Easier, less quantitatively accurate method is Slater’s: he used the
radial (n) and nodal (l) characteristics
of hydrogenic wavefunctions to establish shielding constants:
Slater’s rules:
1. Write electron configurations according to principal quantum number, grouping s and p orbitals: (1s)(2s2p)(3s3p)(3d)(4s4p)(4d)(4f)...

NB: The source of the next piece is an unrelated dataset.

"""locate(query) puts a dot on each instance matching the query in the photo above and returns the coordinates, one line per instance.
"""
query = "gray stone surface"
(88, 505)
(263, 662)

2. Any electron to the right of the selected electron is ignored (contributes 0 to S)
3. If the electron under consideration is in an (nsnp) group:
a) all other electrons in the same group contribute 0.35/e to S (except 1s, 0.30)
b) all electrons in the n-1 shell contribute 0.85/e to S
c) all electrons in n-2 and lower shells contribute 1.00/e to S
4. If the electron under consideration is in an (nd) or (nf) group:
a) all other electrons in the same group contribute 0.35/e to S
b) all electrons to the left of the selected group contribute 1.00/e to S
Periodic Trends in Z* : Z* increases to the right on the Periodic Table, increases as go down the Periodic Table.